Objectives:  The authors sought to compare ondansetron and promethazine among emergency department (ED) patients with undifferentiated nausea. The hypothesis was that ondansetron was not inferior to promethazine and that rates of adverse effects were similar.

Methods:  This was a randomized double-blind noninferiority clinical trial conducted in an urban academic ED. A convenience sample of nonpregnant adults with at least 40 mm of self-reported nausea measured on a 100-mm visual analog scale (VAS) were enrolled. Patients who had already received more than 1 L of intravenous fluid or an antiemetic agent were excluded. Subjects were block-randomized in groups of 10 to either 4 mg of ondansetron or 25 mg of promethazine delivered intravenously. The primary outcome was change in nausea over 30 minutes. The authors used a 15-mm margin of noninferiority. Secondary endpoints included changes in anxiety, sedation, and other adverse effects. Analyses included t-tests, tests for proportions, and 95% confidence intervals (CIs).

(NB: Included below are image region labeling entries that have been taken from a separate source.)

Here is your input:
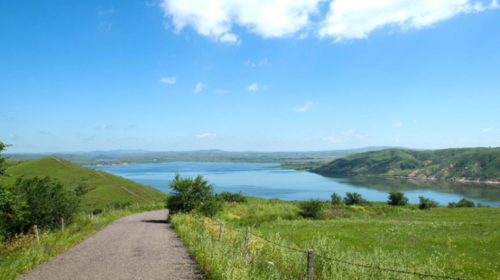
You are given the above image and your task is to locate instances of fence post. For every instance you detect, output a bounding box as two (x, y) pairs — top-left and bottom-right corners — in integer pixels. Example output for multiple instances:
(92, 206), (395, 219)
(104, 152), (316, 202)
(219, 222), (224, 242)
(307, 250), (313, 280)
(243, 227), (250, 265)
(33, 225), (40, 244)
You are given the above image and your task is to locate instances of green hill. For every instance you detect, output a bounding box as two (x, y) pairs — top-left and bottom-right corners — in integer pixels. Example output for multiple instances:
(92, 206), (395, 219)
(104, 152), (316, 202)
(4, 157), (167, 209)
(311, 148), (500, 182)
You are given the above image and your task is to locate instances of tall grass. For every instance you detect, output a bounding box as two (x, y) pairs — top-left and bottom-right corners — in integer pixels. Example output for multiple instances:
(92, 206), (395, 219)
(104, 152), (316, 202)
(0, 200), (164, 279)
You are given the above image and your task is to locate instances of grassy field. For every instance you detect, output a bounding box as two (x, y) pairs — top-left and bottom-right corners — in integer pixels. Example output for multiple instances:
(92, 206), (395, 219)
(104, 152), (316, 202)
(0, 203), (164, 280)
(172, 198), (500, 279)
(4, 157), (167, 209)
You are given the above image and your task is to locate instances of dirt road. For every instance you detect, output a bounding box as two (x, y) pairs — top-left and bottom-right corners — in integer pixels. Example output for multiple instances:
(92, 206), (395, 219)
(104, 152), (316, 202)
(17, 210), (205, 280)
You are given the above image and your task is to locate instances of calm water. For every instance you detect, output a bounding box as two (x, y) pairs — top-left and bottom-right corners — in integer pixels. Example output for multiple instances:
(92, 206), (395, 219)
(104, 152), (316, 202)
(88, 162), (500, 206)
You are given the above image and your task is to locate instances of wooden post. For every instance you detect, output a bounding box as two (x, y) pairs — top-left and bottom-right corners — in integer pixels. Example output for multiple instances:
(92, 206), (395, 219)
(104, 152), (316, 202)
(307, 250), (313, 280)
(33, 225), (40, 244)
(219, 222), (224, 242)
(243, 227), (250, 265)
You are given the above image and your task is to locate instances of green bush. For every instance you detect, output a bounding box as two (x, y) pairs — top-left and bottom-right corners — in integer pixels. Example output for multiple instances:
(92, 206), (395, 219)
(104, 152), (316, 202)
(387, 191), (408, 206)
(418, 196), (439, 210)
(299, 198), (324, 219)
(344, 192), (370, 205)
(14, 177), (80, 232)
(456, 197), (476, 208)
(166, 173), (214, 214)
(331, 193), (342, 205)
(215, 191), (247, 203)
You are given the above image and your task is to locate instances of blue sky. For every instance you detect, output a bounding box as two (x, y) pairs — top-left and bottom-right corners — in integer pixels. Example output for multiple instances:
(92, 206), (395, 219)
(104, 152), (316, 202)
(0, 0), (500, 152)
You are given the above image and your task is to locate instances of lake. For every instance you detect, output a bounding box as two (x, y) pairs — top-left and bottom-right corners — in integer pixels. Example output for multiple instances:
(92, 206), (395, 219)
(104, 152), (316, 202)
(87, 162), (500, 207)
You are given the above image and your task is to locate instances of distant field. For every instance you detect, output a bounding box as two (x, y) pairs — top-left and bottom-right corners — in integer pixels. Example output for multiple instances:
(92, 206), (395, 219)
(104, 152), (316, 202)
(5, 157), (167, 209)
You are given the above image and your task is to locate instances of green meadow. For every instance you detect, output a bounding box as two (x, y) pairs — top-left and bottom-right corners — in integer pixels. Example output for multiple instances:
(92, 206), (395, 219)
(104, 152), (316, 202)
(172, 198), (500, 279)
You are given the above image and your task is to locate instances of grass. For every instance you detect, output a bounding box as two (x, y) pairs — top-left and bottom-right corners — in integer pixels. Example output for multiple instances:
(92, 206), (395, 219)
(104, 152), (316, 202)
(0, 203), (164, 280)
(172, 199), (500, 279)
(4, 157), (167, 210)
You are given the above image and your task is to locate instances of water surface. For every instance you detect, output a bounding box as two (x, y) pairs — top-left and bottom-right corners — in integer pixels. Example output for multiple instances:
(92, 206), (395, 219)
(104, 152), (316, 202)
(88, 162), (500, 206)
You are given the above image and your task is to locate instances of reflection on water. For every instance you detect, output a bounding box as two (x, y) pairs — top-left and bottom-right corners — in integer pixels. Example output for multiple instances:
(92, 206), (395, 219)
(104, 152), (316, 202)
(89, 162), (500, 206)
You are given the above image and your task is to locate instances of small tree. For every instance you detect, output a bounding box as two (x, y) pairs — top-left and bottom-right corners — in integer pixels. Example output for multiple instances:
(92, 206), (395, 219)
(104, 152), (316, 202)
(331, 193), (342, 205)
(299, 198), (324, 219)
(387, 191), (408, 206)
(14, 177), (80, 232)
(418, 196), (439, 210)
(456, 197), (476, 208)
(166, 173), (214, 213)
(344, 192), (370, 205)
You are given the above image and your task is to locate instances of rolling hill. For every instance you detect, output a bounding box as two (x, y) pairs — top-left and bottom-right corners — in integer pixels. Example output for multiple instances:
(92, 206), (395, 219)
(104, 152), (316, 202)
(4, 157), (167, 209)
(311, 148), (500, 183)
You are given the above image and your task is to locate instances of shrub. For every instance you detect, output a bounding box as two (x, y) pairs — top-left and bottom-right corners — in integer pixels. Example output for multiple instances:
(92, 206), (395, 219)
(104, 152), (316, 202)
(166, 173), (214, 214)
(299, 198), (324, 219)
(456, 197), (476, 208)
(14, 177), (80, 232)
(215, 191), (247, 203)
(344, 192), (370, 205)
(331, 193), (342, 205)
(418, 196), (439, 210)
(387, 191), (408, 206)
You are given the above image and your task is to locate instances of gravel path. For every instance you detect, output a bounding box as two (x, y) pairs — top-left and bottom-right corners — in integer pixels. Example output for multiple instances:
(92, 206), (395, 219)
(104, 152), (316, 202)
(17, 210), (205, 280)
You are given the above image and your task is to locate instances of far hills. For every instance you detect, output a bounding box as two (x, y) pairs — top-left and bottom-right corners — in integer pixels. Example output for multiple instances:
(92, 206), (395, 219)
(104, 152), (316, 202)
(3, 157), (167, 209)
(311, 148), (500, 183)
(4, 147), (406, 166)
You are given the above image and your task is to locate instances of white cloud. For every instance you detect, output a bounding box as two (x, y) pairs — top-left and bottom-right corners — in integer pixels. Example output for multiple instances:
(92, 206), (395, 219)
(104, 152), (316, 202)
(193, 82), (207, 92)
(245, 83), (259, 91)
(318, 0), (485, 41)
(323, 129), (365, 143)
(97, 8), (115, 16)
(95, 124), (111, 129)
(196, 133), (217, 139)
(295, 102), (314, 112)
(160, 77), (177, 85)
(219, 33), (241, 45)
(160, 0), (321, 40)
(160, 0), (499, 43)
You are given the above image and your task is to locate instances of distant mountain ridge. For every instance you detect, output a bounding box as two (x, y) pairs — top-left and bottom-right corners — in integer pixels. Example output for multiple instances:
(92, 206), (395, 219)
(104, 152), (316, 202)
(311, 148), (500, 183)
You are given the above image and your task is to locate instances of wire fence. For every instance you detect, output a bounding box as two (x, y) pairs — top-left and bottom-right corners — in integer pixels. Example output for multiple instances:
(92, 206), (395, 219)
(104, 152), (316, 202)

Results:  A total of 120 subjects completed the study, 60 in each arm. Baseline nausea, anxiety, and sedation scores were similar. Ondansetron and promethazine reduced nausea similarly (ondansetron −34 mm, promethazine −36 mm; difference −2 mm; 95% CI = −13 to 8 mm). The reduction in anxiety was similar (ondansetron −13 mm, promethazine −14 mm; difference −1 mm; 95% CI = −10 to 10 mm). Promethazine was associated with significantly more sedation than ondansetron (ondansetron 5 mm, promethazine 19 mm; difference 14 mm; 95% CI = 5 to 24 mm). There were no cases of akathisia in the ondansetron group and 2 cases in the promethazine group.

Conclusions:  Promethazine and ondansetron have similar efficacy in reducing nausea among ED patients. Change in anxiety was similar, but promethazine was associated with greater sedation.